Demo day finally comes for 2016 flooded homeowner
Related Story
BATON ROUGE - Next month will mark four years since about 140,000 homes flooded in south Louisiana. It's hard to imagine, but years after the 2016 flood, many people are still working to get their lives back together.
It was May 2018 when 2 On Your Side first met Alicia Donnell. Then, she was frustrated about the recovery process that seemed to have no end in sight. Wednesday, she received a bit of closure when her flood house was demolished by Restore Louisiana.
The Baton Rouge property off of South Harrells Ferry Road is about .1 miles from the Amite River. The house flooded with three feet of water on August 13, 2016. The land has been with Donnell's family since before she was born and has had its fair share of disasters. The original home caught fire in 2007 and was rebuilt in 2008.
The back and forth about what to do with Donnell's flooded house continued for months and months. It wasn't until 2018 did she learn the house was built in a floodway and she would never be able to repair it and move back in.
"I had never heard of a floodway," she said. "I had to go look it up to figure out what it meant."
A floodway is an area where water is expected to flow. In 2016, about 580 homes flooded in a designated Louisiana floodway. It was particularly challenging for Donnell, who learned that federal dollars could not be used to repair or rebuild a home in a floodway. Pat Forbes, the Executive Director of the Office of Community Development has been with Donnell throughout the process.
"It's against the law for us to put federal money into rebuilding a home in a floodway," Forbes said. "The only way we could help people like Ms. Donnell was to get them out of the floodway by buying them out."
Donnell is one of 67 homeowners that are part of the Restore Louisiana Solution 4 Buyout Program. The program helps address severe repetitive flood loss. Of those 67 award acceptances, 63 buyouts have closed and 30 of those homes have been demolished, totaling $10,118,707 in disbursements. Donnell accepted the Solution 4 servitude option, where she sold the developmental rights on her property to the Louisiana Land Trust but keeps ownership of the land as open space. Also as part of Solution 4, two neighborhoods that have experienced repetitive loss are involved in the buyout process. There are a total of 82 homes in Silverleaf in Ascension Parish and Pecan Acres in Pointe Coupee Parish that are being bought and will be demolished. The state is rebuilding homes for those residents.
Donnell thought she'd never see the day where she'd be bought out by Restore Louisiana. It's taken almost four years to get to this point.
"I had numerous people say well, just move on," she said. "I had to look at them and say, move on with what?"
Donnell says even though her home won't be where it once stood, the family property will always be something special.

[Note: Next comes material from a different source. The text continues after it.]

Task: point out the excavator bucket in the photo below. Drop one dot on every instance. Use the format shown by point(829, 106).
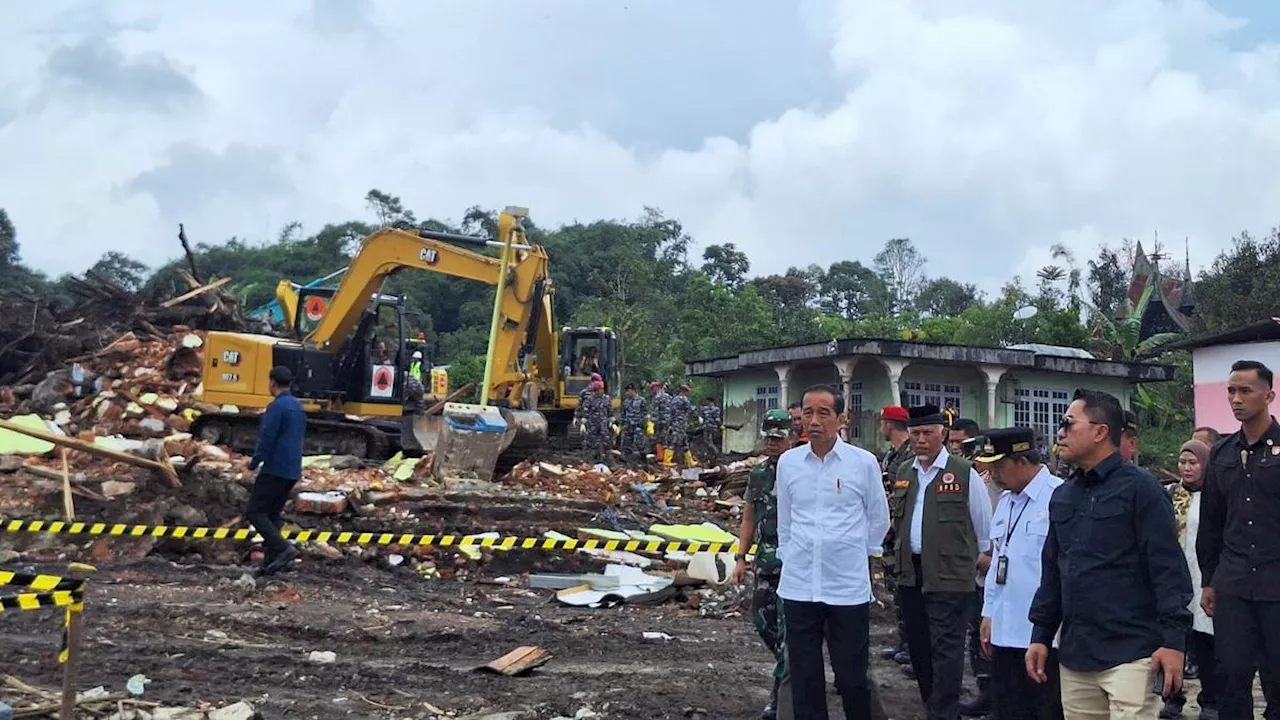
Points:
point(471, 440)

"This property will always be where I grew up, no matter what happens to it will always be where I took my first step - it's just home," Donnell said.
To date, the Homeowner Assistance Program has offered over $670 million in grant funds to about 17,300 homeowners to repair or reconstruct their homes. Restore says 96 percent of the projects constructed by the program are complete and 79 percent of the homes being repaired or rebuilt by the owners are complete. It's hoping to wrap up the repairs and reconstructions by the end of the year.
"Are we glad we got $1.7 billion in federal funds to help people get out of harm's way and get their homes rebuilt, absolutely," Forbes said.
Donnell is currently searching for a new home.